Fig. 3.

Identification of the LB-PI4K2B-1S epitope recognized by CD4⁺ T cell clone ZRZ38. (A) A series of peptides comprising the amino acids 64–92 region of LB-PI4K2B-1S were synthesized, pulsed onto donor EBV-LCLs, and tested for recognition by CD4⁺ T cell clone ZRZ38 in IFN-γ ELISA. Indicated is the S/P residue at position 78 (shaded) and the minimal 12-mer SRSSSAELDRSR peptide (amino acids 74–85, boxed) recognized by clone ZRZ38. The mean release of IFN-γ (ng/ml) in 50-μl supernatants of duplicate wells is shown. (B) PBMCs from HLA-DQB1*0603⁺ healthy individuals were genotyped for the LB-PI4K2B-1S/P polymorphism and tested for T cell recognition in IFN-γ ELISA (filled bars).

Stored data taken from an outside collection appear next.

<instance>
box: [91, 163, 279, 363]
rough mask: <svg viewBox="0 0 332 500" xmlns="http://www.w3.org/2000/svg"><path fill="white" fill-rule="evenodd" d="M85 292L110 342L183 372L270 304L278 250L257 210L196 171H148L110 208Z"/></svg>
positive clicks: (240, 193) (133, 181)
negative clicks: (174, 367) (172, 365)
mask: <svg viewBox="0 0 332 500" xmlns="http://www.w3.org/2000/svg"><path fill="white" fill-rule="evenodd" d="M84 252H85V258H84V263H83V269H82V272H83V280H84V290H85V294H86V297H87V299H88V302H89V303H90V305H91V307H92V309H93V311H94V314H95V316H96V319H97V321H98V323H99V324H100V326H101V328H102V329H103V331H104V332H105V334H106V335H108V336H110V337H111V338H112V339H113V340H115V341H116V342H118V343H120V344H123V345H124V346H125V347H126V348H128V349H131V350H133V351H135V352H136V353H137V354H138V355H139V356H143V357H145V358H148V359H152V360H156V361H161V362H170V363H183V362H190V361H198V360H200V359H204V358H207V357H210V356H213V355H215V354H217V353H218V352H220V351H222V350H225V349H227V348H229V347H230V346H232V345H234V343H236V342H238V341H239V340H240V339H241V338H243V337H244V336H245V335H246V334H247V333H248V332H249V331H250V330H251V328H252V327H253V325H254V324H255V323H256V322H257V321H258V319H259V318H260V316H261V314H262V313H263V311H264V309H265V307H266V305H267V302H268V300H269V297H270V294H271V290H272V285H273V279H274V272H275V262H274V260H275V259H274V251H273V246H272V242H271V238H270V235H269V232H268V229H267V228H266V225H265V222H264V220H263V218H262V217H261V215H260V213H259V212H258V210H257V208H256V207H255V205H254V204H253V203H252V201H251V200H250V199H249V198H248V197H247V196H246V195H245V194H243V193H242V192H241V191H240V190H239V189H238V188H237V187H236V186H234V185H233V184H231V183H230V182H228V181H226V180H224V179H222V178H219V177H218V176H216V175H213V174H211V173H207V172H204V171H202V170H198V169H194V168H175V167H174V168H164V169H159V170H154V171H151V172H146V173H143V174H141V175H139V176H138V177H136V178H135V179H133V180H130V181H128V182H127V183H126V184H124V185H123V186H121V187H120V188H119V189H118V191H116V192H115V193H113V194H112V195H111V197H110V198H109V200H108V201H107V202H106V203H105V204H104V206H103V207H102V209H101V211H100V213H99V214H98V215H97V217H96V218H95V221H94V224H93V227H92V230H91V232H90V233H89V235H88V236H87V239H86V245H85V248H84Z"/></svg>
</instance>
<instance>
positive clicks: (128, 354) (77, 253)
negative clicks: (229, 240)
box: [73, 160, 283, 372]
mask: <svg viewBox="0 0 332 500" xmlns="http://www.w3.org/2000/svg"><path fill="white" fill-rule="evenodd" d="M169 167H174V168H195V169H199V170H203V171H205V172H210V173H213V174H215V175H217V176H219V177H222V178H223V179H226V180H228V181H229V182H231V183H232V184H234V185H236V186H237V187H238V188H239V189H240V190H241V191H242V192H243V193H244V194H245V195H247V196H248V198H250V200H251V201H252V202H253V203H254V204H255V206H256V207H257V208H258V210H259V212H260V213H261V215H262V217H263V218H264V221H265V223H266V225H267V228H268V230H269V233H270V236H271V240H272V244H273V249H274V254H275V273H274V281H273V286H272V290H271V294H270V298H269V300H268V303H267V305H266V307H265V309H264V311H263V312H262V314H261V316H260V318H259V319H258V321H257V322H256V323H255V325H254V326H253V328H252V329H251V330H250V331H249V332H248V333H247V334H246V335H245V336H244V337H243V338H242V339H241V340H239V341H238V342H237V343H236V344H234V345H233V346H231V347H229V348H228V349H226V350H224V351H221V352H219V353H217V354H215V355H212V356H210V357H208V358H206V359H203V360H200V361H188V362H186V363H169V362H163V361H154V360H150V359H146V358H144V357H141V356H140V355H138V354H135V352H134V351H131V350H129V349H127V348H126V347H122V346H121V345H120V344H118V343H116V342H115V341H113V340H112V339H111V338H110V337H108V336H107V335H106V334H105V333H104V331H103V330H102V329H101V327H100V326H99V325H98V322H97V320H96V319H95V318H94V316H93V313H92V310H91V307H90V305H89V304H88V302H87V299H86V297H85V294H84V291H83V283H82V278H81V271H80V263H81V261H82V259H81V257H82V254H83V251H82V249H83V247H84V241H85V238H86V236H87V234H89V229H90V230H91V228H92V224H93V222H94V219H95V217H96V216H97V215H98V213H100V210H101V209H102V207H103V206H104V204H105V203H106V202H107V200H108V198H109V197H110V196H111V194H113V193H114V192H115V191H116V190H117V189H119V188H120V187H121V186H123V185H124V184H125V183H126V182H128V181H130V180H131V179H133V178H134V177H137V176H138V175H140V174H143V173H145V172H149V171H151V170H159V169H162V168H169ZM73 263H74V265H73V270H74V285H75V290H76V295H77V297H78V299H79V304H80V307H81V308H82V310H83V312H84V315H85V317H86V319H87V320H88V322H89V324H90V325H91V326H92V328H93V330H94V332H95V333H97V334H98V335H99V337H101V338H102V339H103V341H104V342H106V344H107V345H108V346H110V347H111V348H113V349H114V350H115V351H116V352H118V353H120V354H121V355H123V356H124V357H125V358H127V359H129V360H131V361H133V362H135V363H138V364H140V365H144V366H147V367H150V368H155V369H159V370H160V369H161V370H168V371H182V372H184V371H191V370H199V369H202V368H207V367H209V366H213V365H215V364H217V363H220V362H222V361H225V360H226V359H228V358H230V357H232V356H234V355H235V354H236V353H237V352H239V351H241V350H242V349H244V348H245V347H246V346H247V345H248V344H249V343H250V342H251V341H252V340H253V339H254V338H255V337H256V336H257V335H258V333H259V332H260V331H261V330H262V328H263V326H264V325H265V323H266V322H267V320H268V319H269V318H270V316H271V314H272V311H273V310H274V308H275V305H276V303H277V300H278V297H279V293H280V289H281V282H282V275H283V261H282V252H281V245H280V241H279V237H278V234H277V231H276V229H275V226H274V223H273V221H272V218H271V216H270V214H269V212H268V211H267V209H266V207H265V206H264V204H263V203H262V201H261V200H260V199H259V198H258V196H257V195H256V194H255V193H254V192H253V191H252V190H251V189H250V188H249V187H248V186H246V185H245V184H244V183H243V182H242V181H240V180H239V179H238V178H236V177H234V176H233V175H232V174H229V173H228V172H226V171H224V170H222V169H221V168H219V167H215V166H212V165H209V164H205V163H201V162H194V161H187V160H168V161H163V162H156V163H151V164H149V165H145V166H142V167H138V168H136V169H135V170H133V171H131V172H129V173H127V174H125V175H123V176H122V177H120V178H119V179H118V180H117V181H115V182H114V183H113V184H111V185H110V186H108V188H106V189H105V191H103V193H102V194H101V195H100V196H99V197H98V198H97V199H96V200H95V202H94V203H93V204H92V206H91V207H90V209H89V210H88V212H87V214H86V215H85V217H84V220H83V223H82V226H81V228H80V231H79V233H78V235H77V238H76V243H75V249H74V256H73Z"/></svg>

As a control for cell viability and HLA-DQB1*0603 expression, PBMCs were tested for T cell recognition after 2 h of pulsing with the 12-mer LB-PI4K2B-1S peptide (open bars). Genotype data are shown as +/+ (S/S), +/− (S/P), and −/− (P/P). The mean release of IFN-γ (pg/ml) in 50-μl supernatants of duplicate wells is shown.